WESTMINSTER REFLECTIONS

A World First for Patient Safety in the UK
By Sir Bernard Jenkin, MP

In the UK, the NHS is a defining institution, and the House of Commons is frequently preoccupied with failed patient safety management as a national issue.  All over the world, health systems are improving patient safety by learning from other safety critical industries, particularly from aviation.  American surgeon, Atul Gawande, campaigned successfully for the World Health Organisation operating theatre checklist, and his brief book, The Checklist Manifesto, has become something of a bible amongst UK health professionals.  Key to the modern philosophy is being ready to learn from mistakes.  However, the culture in healthcare is still denial and to find blame, rather than to admit mistakes and so be able to learn from them.

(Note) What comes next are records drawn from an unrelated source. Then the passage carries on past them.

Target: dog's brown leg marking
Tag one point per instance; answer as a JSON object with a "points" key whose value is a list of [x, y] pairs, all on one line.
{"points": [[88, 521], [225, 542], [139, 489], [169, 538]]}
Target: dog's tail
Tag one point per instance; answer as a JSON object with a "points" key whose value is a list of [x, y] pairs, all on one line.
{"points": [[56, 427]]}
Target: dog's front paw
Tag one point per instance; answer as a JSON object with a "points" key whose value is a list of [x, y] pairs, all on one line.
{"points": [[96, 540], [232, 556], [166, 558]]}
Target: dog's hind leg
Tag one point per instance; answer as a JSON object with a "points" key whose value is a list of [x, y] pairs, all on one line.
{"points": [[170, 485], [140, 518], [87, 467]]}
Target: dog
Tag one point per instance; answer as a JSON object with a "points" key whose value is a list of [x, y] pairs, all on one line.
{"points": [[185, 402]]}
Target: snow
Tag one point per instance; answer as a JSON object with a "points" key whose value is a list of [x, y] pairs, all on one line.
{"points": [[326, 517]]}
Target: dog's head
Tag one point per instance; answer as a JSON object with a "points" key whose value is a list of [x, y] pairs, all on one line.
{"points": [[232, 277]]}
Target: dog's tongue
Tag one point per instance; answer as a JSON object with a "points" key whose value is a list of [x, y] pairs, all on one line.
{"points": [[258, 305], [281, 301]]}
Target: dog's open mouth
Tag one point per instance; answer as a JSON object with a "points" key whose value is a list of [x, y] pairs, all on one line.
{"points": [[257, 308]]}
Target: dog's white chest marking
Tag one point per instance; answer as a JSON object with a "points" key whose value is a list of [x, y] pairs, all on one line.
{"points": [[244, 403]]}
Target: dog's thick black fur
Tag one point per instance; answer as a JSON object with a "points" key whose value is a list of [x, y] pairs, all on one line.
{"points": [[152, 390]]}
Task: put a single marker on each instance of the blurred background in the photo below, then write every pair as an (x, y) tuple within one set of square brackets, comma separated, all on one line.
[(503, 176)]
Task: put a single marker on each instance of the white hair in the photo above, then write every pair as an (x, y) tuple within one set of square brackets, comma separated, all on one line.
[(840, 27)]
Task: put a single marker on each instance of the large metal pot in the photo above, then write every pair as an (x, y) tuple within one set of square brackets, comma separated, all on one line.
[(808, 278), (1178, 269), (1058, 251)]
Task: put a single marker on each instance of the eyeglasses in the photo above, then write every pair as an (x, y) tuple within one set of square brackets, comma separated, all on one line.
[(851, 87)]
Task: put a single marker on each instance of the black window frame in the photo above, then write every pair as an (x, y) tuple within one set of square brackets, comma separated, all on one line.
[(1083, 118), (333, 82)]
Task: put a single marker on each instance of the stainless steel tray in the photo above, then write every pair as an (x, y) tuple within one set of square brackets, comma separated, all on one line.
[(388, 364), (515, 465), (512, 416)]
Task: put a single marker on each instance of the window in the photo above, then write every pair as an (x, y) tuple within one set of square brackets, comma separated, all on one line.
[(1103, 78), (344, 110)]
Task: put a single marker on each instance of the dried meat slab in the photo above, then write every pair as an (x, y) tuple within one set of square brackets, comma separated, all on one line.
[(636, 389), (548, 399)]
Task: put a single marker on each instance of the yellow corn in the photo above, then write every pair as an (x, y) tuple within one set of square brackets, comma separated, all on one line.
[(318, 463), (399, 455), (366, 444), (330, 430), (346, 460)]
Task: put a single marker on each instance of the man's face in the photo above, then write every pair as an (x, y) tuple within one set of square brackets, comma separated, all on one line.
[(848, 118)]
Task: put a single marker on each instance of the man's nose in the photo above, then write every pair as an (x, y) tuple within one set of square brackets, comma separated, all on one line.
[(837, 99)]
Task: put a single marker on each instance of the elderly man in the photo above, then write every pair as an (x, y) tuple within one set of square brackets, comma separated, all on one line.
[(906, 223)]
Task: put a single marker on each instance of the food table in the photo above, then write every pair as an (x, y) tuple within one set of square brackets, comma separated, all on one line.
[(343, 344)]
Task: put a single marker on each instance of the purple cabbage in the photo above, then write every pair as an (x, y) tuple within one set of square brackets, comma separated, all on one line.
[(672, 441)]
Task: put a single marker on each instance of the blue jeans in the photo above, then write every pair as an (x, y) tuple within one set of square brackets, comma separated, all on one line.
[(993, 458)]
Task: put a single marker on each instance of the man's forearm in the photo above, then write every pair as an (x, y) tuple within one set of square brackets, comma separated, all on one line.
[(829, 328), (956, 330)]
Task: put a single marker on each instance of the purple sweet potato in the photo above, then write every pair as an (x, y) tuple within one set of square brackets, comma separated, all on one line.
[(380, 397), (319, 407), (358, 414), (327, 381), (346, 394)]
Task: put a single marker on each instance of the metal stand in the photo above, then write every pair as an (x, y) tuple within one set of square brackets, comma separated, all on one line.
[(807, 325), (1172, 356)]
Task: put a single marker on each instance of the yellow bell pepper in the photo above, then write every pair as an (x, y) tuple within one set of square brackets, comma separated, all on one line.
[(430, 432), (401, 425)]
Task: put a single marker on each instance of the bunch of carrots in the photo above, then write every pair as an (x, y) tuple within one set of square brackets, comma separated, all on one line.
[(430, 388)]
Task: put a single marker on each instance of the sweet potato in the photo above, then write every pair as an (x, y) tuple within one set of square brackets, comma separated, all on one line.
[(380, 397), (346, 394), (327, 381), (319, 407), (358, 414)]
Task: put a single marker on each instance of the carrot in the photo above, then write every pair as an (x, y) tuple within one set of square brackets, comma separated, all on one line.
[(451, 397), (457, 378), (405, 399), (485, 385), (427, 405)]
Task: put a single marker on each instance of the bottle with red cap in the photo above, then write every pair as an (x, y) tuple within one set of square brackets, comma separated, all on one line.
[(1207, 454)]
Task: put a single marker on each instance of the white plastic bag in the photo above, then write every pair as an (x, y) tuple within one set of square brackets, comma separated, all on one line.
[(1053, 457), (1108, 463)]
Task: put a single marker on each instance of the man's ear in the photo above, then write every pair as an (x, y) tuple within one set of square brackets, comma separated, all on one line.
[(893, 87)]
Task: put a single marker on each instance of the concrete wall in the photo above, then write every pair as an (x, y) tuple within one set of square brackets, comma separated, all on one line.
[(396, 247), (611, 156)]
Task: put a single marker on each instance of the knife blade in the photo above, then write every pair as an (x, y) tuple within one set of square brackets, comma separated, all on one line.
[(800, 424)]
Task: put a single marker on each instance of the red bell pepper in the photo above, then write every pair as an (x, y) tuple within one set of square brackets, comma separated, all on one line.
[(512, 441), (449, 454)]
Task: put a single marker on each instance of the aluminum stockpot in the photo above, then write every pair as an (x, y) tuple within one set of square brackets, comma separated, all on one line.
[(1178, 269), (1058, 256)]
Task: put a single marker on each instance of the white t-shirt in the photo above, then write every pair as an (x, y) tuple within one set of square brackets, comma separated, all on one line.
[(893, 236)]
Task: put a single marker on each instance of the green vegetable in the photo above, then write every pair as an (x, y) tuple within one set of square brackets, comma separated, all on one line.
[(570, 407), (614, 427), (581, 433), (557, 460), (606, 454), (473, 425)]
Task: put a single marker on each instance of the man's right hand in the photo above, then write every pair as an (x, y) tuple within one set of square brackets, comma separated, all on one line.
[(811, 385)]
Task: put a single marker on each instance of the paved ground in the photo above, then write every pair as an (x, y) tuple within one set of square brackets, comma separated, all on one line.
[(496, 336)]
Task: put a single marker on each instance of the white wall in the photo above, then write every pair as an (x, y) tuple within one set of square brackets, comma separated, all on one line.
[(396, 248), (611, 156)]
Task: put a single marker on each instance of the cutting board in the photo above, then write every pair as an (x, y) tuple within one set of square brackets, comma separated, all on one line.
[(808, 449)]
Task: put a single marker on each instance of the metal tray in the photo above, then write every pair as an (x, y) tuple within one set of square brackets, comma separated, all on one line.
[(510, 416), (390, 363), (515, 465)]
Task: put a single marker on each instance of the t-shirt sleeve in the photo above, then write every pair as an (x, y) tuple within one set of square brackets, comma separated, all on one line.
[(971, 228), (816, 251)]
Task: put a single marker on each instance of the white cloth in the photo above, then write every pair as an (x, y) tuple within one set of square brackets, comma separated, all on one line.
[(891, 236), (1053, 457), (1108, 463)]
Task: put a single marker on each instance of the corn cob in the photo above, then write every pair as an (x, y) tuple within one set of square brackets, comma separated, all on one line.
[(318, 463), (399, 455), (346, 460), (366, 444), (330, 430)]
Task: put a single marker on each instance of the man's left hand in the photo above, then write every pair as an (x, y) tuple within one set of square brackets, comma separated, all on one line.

It is not often that a Select Committee inquiry leads to major policy change, but here is a notable victory for the Select Committee system.  This autumn has seen the launch of a new statutory body in England to investigate clinical incidents in healthcare, the Health Services Safety Investigation Body (HSSIB).  A new Act of Parliament gives it statutory independence and special powers to investigate the causes of clinical failures without blame, and to make recommendations for healthcare safety improvements.  It is modelled on the Air Accident Investigation Branch (AAIB), the UK’s world leading aviation safety investigation body.  In future, HSSIB will hear aggrieved patients and relatives, as well as clinicians who are concerned that they have made an error.   HSSIB has no power to judge or punish.  Nor will it allow what people say to HSSIB to be used in court against them.  HSSIB is a world first. Other countries have been carefully following the UK’s pioneering work on this.

Back in 2015, after a huge public inquiry into the scandalous breakdown of care at the Mid Staffordshire Hospital, the then UK health secretary, Jeremy Hunt, was candid with the Public Administration Select Committee.  How many serious incidents per year?  “About 30,000 every year, of which 10,000 are severe harm or death.”  He also said there was massive under-reporting of avoidable deaths in the NHS.  “How well do you assess that the NHS and your Department is doing this now?” he was asked, and he responded, “I do not think we have cracked the problem at all.”

A new Act of Parliament gives it statutory independence and special powers to investigate the causes of clinical failures without blame, and to make recommendations for healthcare safety improvements.

The following month, the Committee reported to the House of Commons that the quality of most investigations into clinical incidents fell far short of what patients, their families and NHS staff are entitled to expect – “no systematic and independent process for investigating incidents and learning from the most serious clinical failures. No single person or organisation is responsible and accountable for the quality of clinical investigations or for ensuring that lessons learned drive improvement in safety across the NHS.”

The Committee recommended that the government should bring forward proposals, and legislation, to establish a national independent patient safety investigation body. To his credit, before we finished drafting our report, Jeremy Hunt had announced to the House of Commons that the government was adopting this policy.  There followed a year-long consultation and many meetings of a consultative group of people involved with safety management and accident investigation, including with representatives of victims and the bereaved.  

The government then established a ‘shadow HSIB’, which has done its best to develop expertise and capacity, and has started to cut its teeth on investigations, but it could never function as the statutory HSSIB now will.  It lacked independence, the necessary powers to require the NHS to give it access to information and people, and the crucial ‘safe space’ for whistle-blowers and others to speak freely.

People make mistakes.  The interesting thing to learn is why, and how to avoid the same mistake in future.  Solutions can be very simple, like colour coding different intravenous drips, which has saved 1000s of lives.  

People make mistakes.  The interesting thing to learn is why, and how to avoid the same mistake in future.

HSSIB will operate outside the rest of the healthcare system.  It has the power to investigate anything that it considers to be in the interests of patient safety, including any regulator like the NHS inspectorate, the Care Quality Commission, or professional bodies like the National Midwifery Council.  

HSSIB’s most controversial special power is the ‘safe space’ – the ability to receive information and personal accounts of incidents, which are protected from disclosure, even in Court.  The government has strived to promote a no-blame culture in the NHS.  It introduced the ‘freedom to speak up guardians,’ a ‘duty of candour’ on NHS clinicians and staff.  HSSIB will provide meaningful protection for people speaking up.  There will be no more cases like Dr Bawa-Garba, a junior obstetrician who spoke freely, and then was wrongly convicted for manslaughter and struck off by the GMC for doing no more than telling the truth of her error.  She was reinstated, but only after a battle.  The causes of the infant death were systemic, not down to a single culpable personal failure.  

HSSIB is an entirely additional, permanent capability in healthcare devoted solely to promoting patient safety.  It is not a regulator, or a prosecutor, or an advocate for anyone or anything other than for patient safety.

The provision in the national accounts for medical negligence cases is over £80 billion.  HSSIB will pay for itself again and again if it saves only a small fraction of that.